Quand un site WordPress se fait compromettre, le premier réflexe est souvent de “réinstaller”. C’est rarement suffisant. Même après nettoyage du code et des fichiers, le risque revient si la configuration web facilite les mêmes erreurs. J’ai déjà vu des cas où la compromission venait d’une simple combinaison, un répertoire mal verrouillé, un fichier de configuration mal interprété, et une règle Apache trop permissive qui a laissé passer un webshell via un chemin inattendu. On a beau patcher WordPress, si Nginx ou Apache continue d’exposer ce qu’il ne devrait pas, l’attaquant n’aura qu’à replonger.
Le but de ce billet est de donner une approche pragmatique pour durcir nginx et Apache autour de WordPress, surtout dans un contexte de “site WordPress infecté”. On ne cherche pas la perfection théorique, on cherche à réduire la surface d’attaque, rendre la configuration plus “déterministe”, et limiter les chemins où un comportement inattendu peut redevenir un problème.
Partir du bon diagnostic, sans supposer
Avant de toucher à la config, je commence par relier l’incident à ce que le serveur est capable de faire. Deux questions reviennent tout le temps.
Première question : l’attaquant a-t-il écrit dans des zones accessibles par le web sans que WordPress soit au centre du mécanisme ? Un exemple classique, des fichiers dans des dossiers de sauvegarde, des chemins uploadés puis servis, ou des interprétations d’extensions inattendues.
Deuxième question : qu’est-ce qui a été modifié depuis l’incident ? Sur un serveur déjà compromis, les changements “simples” peuvent masquer des modifications persistantes. Je vérifie donc les fichiers de configuration et ceux qui les incluent, les virtual hosts, et les fichiers générés automatiquement. Si vous utilisez des panneaux de contrôle, il y a souvent une couche qui réécrit nginx ou les vhosts Apache.

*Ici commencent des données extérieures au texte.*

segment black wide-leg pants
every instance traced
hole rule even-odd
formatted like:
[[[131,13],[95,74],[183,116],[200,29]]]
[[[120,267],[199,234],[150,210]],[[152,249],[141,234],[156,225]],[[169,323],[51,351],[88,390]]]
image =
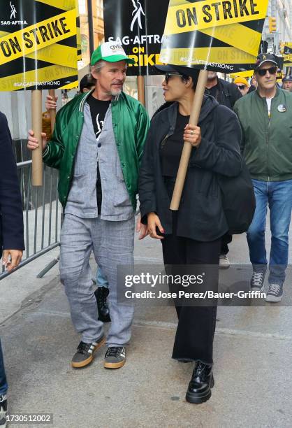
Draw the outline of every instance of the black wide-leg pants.
[[[177,213],[173,214],[173,232],[166,235],[162,240],[163,262],[167,271],[181,274],[196,269],[196,265],[211,268],[212,284],[206,284],[208,289],[218,290],[219,259],[221,248],[221,238],[211,242],[201,242],[176,235]],[[181,269],[180,266],[181,265]],[[188,265],[186,269],[182,265]],[[200,290],[204,285],[200,286]],[[171,287],[170,287],[171,288]],[[183,287],[182,287],[183,288]],[[202,302],[203,303],[203,302]],[[175,359],[190,359],[201,361],[206,364],[213,362],[213,338],[216,327],[217,306],[191,306],[189,301],[180,304],[175,300],[178,316],[178,325],[173,346],[173,358]]]

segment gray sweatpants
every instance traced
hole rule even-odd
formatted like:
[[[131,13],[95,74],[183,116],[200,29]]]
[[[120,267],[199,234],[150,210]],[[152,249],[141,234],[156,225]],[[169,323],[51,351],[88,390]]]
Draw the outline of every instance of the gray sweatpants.
[[[108,303],[112,320],[108,346],[121,346],[131,338],[133,306],[117,302],[117,266],[133,264],[135,217],[120,222],[84,219],[66,214],[61,231],[60,276],[69,301],[72,322],[82,341],[91,343],[103,334],[98,320],[92,289],[89,257],[108,280]]]

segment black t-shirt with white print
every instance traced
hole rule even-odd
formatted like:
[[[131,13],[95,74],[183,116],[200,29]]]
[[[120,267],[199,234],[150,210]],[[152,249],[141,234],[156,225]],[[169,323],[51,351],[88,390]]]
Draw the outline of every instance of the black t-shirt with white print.
[[[95,136],[96,138],[97,144],[98,144],[98,139],[101,131],[103,130],[105,114],[108,111],[108,107],[110,106],[110,101],[101,101],[94,98],[92,94],[90,94],[87,98],[87,102],[90,108],[90,113],[92,115]],[[101,215],[102,190],[98,162],[97,162],[96,200],[98,214]]]

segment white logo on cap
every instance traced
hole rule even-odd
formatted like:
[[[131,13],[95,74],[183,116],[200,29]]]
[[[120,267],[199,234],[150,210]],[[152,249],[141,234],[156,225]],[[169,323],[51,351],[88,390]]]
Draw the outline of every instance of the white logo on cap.
[[[126,52],[123,47],[116,42],[105,42],[101,45],[101,56],[111,57],[115,55],[124,55],[126,57]]]
[[[133,31],[133,29],[134,27],[134,24],[136,21],[139,24],[140,29],[142,29],[142,22],[141,22],[141,14],[145,16],[143,8],[142,7],[142,4],[140,3],[139,0],[136,0],[136,3],[135,3],[135,0],[132,0],[133,6],[134,6],[134,10],[132,12],[133,19],[131,23],[131,31]]]

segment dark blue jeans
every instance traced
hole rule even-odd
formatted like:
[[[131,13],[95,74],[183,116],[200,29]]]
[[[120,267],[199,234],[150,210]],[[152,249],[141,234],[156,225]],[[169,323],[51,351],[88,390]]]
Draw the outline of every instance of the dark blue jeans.
[[[285,271],[288,264],[292,180],[252,181],[256,207],[254,220],[247,231],[250,260],[254,271],[265,271],[267,269],[265,231],[268,204],[272,233],[269,283],[282,285],[285,280]]]
[[[7,390],[8,385],[6,376],[5,375],[4,361],[3,359],[3,352],[0,340],[0,395],[6,394]]]

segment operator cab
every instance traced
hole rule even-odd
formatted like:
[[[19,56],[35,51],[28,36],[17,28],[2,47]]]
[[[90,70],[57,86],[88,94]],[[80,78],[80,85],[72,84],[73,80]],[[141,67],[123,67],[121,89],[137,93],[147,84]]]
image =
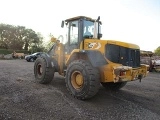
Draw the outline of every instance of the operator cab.
[[[100,39],[102,37],[101,21],[99,20],[100,17],[95,20],[85,16],[78,16],[62,21],[61,27],[64,27],[65,23],[68,29],[65,43],[65,49],[68,53],[72,52],[73,49],[80,48],[80,43],[85,39]]]

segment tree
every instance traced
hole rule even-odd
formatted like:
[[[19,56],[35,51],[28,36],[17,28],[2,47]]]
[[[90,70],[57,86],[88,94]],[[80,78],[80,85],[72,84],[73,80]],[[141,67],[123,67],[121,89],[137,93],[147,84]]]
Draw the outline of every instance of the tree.
[[[158,56],[160,56],[160,46],[154,51],[154,53]]]
[[[0,48],[42,51],[44,49],[42,43],[42,35],[32,29],[27,29],[24,26],[0,24]]]

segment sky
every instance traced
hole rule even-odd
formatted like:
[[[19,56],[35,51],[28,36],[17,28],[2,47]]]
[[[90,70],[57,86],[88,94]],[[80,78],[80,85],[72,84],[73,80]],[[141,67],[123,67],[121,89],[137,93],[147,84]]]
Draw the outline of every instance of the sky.
[[[102,21],[102,39],[134,43],[141,50],[160,46],[160,0],[0,0],[0,23],[40,32],[64,33],[61,21],[88,16]]]

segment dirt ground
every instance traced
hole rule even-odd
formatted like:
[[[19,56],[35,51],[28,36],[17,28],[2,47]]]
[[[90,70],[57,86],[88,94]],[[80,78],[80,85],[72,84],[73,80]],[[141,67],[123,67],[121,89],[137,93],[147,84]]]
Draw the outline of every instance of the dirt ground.
[[[160,120],[160,73],[127,83],[119,92],[100,87],[92,99],[73,98],[57,73],[35,82],[33,62],[0,60],[0,120]]]

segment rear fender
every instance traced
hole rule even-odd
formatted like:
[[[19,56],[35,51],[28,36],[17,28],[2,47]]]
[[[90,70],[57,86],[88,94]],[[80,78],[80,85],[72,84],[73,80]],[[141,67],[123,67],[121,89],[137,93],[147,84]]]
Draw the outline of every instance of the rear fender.
[[[71,61],[77,59],[87,59],[90,61],[93,67],[101,67],[108,64],[104,56],[100,51],[97,50],[79,50],[71,53],[71,56],[68,58],[66,65]]]

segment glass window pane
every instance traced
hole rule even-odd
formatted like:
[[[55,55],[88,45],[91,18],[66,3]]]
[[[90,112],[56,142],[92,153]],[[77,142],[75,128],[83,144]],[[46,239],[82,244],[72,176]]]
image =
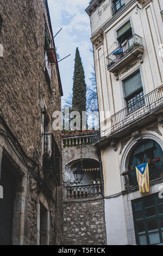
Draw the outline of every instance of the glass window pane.
[[[160,204],[158,205],[159,214],[163,214],[163,204]]]
[[[143,214],[142,211],[137,211],[135,213],[135,220],[139,220],[143,218]]]
[[[142,209],[142,202],[138,201],[138,202],[136,202],[136,203],[134,203],[134,209],[135,209],[135,211],[136,211],[136,210],[141,210]]]
[[[143,222],[137,223],[137,224],[138,233],[143,232],[145,231],[145,224]]]
[[[145,209],[146,217],[153,216],[156,215],[154,207],[151,207]]]
[[[158,204],[163,204],[163,198],[159,198],[159,194],[156,196],[156,199]]]
[[[148,221],[147,226],[148,231],[157,229],[158,228],[158,225],[156,221]]]
[[[145,207],[152,206],[154,205],[154,198],[152,197],[144,198],[144,204]]]
[[[156,245],[160,242],[159,233],[158,231],[149,234],[150,245]]]
[[[140,245],[147,245],[147,239],[146,235],[139,235],[139,238]]]
[[[163,228],[163,218],[161,218],[160,222],[161,222],[161,228]]]

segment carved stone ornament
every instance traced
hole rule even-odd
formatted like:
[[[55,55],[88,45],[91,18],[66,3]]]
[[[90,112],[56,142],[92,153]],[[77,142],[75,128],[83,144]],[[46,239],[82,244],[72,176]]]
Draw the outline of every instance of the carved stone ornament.
[[[118,73],[118,71],[115,71],[114,72],[114,75],[115,76],[116,81],[118,81],[119,80],[119,73]]]
[[[122,153],[123,149],[124,149],[127,143],[129,141],[130,138],[131,138],[131,137],[128,137],[128,138],[124,139],[123,139],[121,141],[121,149],[120,151],[120,155],[121,155],[121,154]]]
[[[137,0],[138,3],[141,4],[142,8],[145,7],[148,3],[153,0]]]
[[[95,45],[96,50],[103,44],[104,33],[102,29],[99,29],[99,32],[96,35],[91,38],[91,41],[93,45]]]
[[[143,53],[140,53],[139,55],[137,55],[137,58],[139,58],[140,60],[140,63],[141,64],[143,64],[144,62],[144,58],[143,58]]]
[[[161,114],[158,118],[158,121],[161,124],[162,127],[163,127],[163,115]]]
[[[162,135],[161,132],[160,132],[160,131],[159,129],[158,124],[153,125],[153,126],[149,127],[148,128],[147,128],[147,131],[152,131],[153,132],[155,132],[156,133],[158,133],[159,135],[160,135],[160,136],[162,136]]]
[[[137,63],[137,62],[135,62],[134,63],[132,63],[130,65],[127,66],[127,67],[121,72],[121,74],[123,75],[123,74],[126,73],[128,71],[130,70],[133,66],[135,66],[135,65]]]
[[[116,143],[116,142],[115,141],[112,141],[111,142],[110,142],[110,145],[113,148],[113,149],[114,150],[114,151],[117,151],[117,143]]]
[[[141,132],[138,130],[132,132],[131,135],[132,136],[133,136],[134,138],[137,141],[141,139],[142,135]]]

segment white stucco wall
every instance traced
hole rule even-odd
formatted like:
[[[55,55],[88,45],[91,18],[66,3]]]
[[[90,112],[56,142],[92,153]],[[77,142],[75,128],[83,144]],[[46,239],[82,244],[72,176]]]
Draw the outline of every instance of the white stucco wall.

Ce travail de lecture change tout, parce qu’il oriente les durcissements. https://gardewp.fr/nettoyage-malware-wordpress/ Par exemple, si vous découvrez que Apache interprète des fichiers qui ne devraient pas l’être, vos priorités ne seront pas les mêmes que si le problème vient d’un répertoire exposé ou d’un module non nécessaire.
Les principes qui protègent vraiment
Un site WordPress repose sur un modèle clair : le trafic arrive, passe par PHP (via FPM), WordPress traite les requêtes, puis la réponse sort. Tant que le serveur reste dans ce modèle, beaucoup d’attaques perdent en efficacité. Les durcissements que je recommande pour nginx et Apache se résument à quelques principes.

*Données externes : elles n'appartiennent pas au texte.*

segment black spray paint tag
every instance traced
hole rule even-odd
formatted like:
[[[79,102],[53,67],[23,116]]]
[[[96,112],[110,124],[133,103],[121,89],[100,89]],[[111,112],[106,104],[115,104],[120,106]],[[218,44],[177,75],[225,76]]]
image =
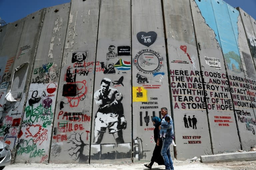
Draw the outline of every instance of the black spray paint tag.
[[[154,31],[150,31],[148,33],[140,32],[137,34],[137,39],[140,43],[148,47],[155,42],[157,36]]]

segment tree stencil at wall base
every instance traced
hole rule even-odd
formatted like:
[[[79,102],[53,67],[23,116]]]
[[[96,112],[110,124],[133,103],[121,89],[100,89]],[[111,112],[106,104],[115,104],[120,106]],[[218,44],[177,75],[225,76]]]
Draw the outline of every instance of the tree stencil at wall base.
[[[79,163],[83,163],[87,162],[89,158],[89,155],[83,154],[85,146],[88,145],[86,144],[82,139],[82,134],[84,133],[75,133],[73,132],[68,137],[69,141],[67,143],[70,143],[71,148],[66,151],[70,151],[69,154],[71,158],[75,157],[74,161],[78,160]]]

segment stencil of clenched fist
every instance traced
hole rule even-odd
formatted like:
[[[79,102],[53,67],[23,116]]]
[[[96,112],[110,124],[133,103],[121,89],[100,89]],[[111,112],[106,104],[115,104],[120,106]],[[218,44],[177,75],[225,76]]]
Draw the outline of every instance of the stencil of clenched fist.
[[[123,97],[123,96],[122,96],[122,94],[120,93],[116,93],[115,95],[115,96],[116,97],[116,100],[118,101],[121,100],[122,98]]]

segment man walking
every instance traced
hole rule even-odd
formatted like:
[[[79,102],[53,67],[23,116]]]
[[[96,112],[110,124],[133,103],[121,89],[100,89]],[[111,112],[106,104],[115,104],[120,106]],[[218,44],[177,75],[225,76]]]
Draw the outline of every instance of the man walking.
[[[195,127],[196,129],[197,122],[197,120],[196,118],[195,117],[195,115],[193,115],[193,118],[192,118],[192,123],[193,124],[193,128],[194,128]]]
[[[161,129],[167,129],[165,137],[163,138],[163,146],[161,150],[161,155],[164,161],[164,164],[165,165],[165,169],[166,170],[173,170],[173,163],[171,157],[171,153],[170,152],[170,146],[174,138],[174,133],[173,131],[173,123],[172,118],[167,115],[167,108],[163,107],[161,108],[161,114],[163,116],[162,119],[165,119],[165,117],[168,116],[170,118],[170,123],[168,125],[167,128],[159,126],[159,130]],[[158,138],[156,144],[159,145],[159,141],[160,140],[160,134],[158,133]]]

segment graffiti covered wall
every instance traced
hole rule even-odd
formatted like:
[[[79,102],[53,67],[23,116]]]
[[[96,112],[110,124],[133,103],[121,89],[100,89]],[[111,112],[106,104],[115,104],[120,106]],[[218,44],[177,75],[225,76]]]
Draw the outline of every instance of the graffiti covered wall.
[[[16,162],[148,162],[166,107],[177,159],[248,150],[255,22],[222,0],[72,0],[0,27],[0,139]]]

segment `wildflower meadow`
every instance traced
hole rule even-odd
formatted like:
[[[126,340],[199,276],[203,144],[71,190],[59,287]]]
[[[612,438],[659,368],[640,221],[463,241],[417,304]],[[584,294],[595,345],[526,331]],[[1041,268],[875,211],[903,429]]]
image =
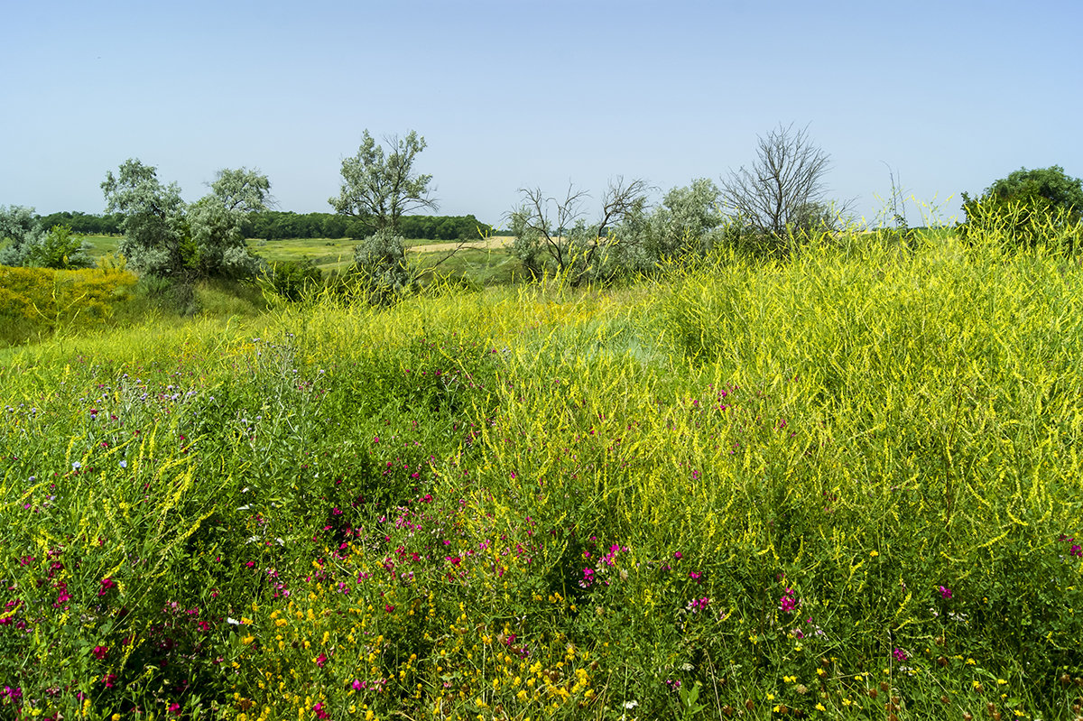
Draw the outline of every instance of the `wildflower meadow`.
[[[884,233],[4,351],[0,718],[1083,716],[1081,289]]]

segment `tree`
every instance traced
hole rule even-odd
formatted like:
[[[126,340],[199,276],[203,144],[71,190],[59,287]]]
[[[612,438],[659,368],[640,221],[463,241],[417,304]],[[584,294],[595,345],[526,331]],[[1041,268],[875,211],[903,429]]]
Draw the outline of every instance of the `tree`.
[[[377,145],[365,130],[357,155],[342,160],[341,191],[328,202],[337,213],[371,221],[377,231],[394,233],[403,213],[438,206],[430,197],[432,175],[414,172],[425,137],[412,130],[405,137],[395,135],[384,142],[390,150]]]
[[[706,178],[666,193],[651,215],[647,255],[656,263],[704,254],[713,245],[713,231],[726,220],[719,195],[718,186]]]
[[[611,231],[642,213],[647,184],[641,180],[610,182],[602,195],[598,220],[588,225],[583,209],[586,191],[569,185],[563,200],[540,188],[520,188],[522,205],[509,215],[514,236],[512,252],[534,277],[554,271],[573,285],[611,276],[609,251],[619,242]]]
[[[807,129],[780,124],[757,139],[756,162],[722,182],[721,198],[753,232],[774,239],[808,233],[824,221],[824,175],[831,157]]]
[[[966,222],[962,237],[990,233],[1009,245],[1034,246],[1064,238],[1075,244],[1083,220],[1083,180],[1071,178],[1060,166],[1020,168],[1002,178],[977,198],[963,193]]]
[[[54,225],[30,246],[25,264],[57,270],[90,267],[93,263],[87,255],[89,248],[82,238],[71,234],[70,225]]]
[[[102,193],[105,211],[123,215],[117,250],[128,263],[147,275],[187,280],[191,236],[177,183],[162,185],[156,168],[129,158],[116,176],[112,170],[106,174]]]
[[[177,183],[162,185],[157,169],[126,160],[102,183],[106,210],[123,215],[118,250],[132,267],[182,285],[255,272],[245,247],[245,215],[266,207],[271,183],[259,171],[220,170],[211,193],[186,205]]]
[[[188,225],[201,277],[246,277],[258,270],[243,232],[245,217],[266,210],[271,182],[258,170],[218,171],[211,192],[188,206]]]
[[[34,208],[0,206],[0,265],[23,265],[41,239]]]

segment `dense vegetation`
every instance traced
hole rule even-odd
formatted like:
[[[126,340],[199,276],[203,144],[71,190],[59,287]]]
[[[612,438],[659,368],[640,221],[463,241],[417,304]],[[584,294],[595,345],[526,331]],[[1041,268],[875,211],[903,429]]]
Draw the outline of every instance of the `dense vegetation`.
[[[119,235],[121,213],[55,212],[40,215],[43,227],[66,225],[81,235]],[[492,233],[493,226],[473,215],[405,215],[400,227],[407,238],[427,240],[458,240]],[[363,238],[373,228],[364,221],[338,213],[295,213],[284,210],[263,210],[250,213],[242,225],[248,238],[279,240],[283,238]]]
[[[819,235],[9,350],[0,709],[1071,719],[1081,273]]]

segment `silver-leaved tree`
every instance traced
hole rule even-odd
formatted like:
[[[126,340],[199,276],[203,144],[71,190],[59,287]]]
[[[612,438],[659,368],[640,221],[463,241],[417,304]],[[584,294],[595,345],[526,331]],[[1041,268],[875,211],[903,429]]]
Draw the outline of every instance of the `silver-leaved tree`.
[[[211,192],[190,205],[177,183],[162,184],[157,169],[139,159],[126,160],[102,183],[106,212],[123,215],[118,250],[129,265],[183,285],[258,270],[240,228],[246,213],[266,209],[270,189],[257,170],[220,170]]]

D’abord, interdire l’exécution de scripts en dehors de ce qui sert réellement. Ensuite, empêcher l’accès direct à des fichiers sensibles. Puis, éviter les comportements ambigus, ceux qui laissent le serveur décider à votre place. Enfin, ajouter des garde-fous de cohérence, comme les redirections strictes, une politique de headers minimalistes, et des règles qui bloquent les méthodes non nécessaires.

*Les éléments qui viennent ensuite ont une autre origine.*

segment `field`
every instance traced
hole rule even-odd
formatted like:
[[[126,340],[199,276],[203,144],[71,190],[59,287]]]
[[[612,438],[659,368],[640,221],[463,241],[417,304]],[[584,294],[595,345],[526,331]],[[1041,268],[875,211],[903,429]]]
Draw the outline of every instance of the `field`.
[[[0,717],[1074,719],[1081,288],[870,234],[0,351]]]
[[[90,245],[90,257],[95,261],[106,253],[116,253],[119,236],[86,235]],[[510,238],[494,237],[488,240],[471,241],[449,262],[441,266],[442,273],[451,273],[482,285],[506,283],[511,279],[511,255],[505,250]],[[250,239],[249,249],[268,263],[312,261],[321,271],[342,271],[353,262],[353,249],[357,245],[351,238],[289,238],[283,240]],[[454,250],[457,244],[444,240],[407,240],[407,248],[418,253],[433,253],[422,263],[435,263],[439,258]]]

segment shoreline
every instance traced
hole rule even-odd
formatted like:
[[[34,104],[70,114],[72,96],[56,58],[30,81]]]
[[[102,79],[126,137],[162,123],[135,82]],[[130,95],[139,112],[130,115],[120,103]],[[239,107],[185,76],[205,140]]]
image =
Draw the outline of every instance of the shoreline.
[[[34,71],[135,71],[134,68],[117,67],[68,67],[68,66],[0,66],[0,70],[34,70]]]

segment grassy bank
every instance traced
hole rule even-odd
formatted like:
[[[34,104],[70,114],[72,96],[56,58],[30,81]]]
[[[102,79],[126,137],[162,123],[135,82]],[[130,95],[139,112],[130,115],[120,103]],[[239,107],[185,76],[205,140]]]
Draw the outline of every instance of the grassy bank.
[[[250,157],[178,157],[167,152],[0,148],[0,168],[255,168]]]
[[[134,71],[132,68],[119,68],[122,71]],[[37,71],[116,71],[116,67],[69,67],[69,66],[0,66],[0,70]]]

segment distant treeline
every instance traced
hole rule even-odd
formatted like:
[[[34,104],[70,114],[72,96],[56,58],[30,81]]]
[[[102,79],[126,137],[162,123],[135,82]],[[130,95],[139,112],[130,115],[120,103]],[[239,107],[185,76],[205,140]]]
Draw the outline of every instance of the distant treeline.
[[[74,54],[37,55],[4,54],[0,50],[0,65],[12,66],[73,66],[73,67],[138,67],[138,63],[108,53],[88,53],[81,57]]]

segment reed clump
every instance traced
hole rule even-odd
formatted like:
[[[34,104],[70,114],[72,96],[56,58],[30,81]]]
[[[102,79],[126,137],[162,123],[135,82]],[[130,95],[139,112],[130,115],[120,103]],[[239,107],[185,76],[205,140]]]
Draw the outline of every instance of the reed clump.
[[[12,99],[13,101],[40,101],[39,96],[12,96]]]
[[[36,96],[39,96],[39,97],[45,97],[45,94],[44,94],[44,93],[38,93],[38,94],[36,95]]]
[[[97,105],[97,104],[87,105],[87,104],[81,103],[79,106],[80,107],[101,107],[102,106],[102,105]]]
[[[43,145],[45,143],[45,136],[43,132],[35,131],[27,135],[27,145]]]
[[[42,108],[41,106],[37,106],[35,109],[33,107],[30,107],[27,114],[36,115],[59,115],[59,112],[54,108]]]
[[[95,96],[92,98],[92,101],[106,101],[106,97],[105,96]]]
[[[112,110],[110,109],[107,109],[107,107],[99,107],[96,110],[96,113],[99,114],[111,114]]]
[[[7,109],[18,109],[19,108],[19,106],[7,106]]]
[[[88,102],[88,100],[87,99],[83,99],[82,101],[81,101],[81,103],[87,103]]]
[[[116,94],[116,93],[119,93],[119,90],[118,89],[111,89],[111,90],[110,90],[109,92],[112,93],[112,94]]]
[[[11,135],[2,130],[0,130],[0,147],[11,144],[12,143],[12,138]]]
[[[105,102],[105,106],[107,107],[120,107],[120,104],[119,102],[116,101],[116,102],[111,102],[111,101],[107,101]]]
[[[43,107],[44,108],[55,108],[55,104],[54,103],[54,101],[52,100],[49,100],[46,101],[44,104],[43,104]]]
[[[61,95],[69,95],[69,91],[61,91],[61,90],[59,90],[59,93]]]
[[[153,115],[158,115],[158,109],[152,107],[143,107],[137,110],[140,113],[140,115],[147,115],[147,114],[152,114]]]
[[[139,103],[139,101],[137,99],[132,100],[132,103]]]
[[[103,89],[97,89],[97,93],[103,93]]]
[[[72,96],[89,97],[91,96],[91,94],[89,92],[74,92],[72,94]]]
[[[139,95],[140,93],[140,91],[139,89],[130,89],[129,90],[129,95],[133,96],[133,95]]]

Cette logique est importante aussi parce qu’elle évite d’appliquer des “recettes” sans comprendre. Dans le monde réel, une règle trop agressive peut casser l’upload, un rewrite mal posé peut bloquer l’admin, et un bloc de sécurité peut empêcher l’export ou l’API. On veut durcir, pas “casser proprement”.
Nginx : durcir les points sensibles autour de WordPress
Nginx est souvent plus simple à raisonner qu’Apache pour ce qui touche aux interprétations, mais il suffit d’une mauvaise règle pour exposer un chemin. Sur WordPress, le pivot, c’est généralement le bloc server et la façon dont on relaie vers PHP.
1) Verrouiller l’accès aux fichiers et dossiers non destinés au web
Dans nginx, il faut être particulièrement strict sur les fichiers .php, .ini, et les répertoires à risque. Je vois fréquemment des configs où seuls les dossiers “classiques” sont protégés, alors que l’attaquant a un talent pour viser des chemins moins visibles.
Concrètement, je vérifie trois familles d’accès :
- les fichiers “config” et “données” que WordPress n’est pas censé servir, les dossiers de cache ou de logs qui contiennent parfois des informations, les répertoires uploadés où un attaquant peut déposer un fichier et tenter une exécution.
Si vous avez des répertoires custom ou une architecture en sous-dossiers, adaptez. Ce qui compte est la cohérence avec votre structure réelle.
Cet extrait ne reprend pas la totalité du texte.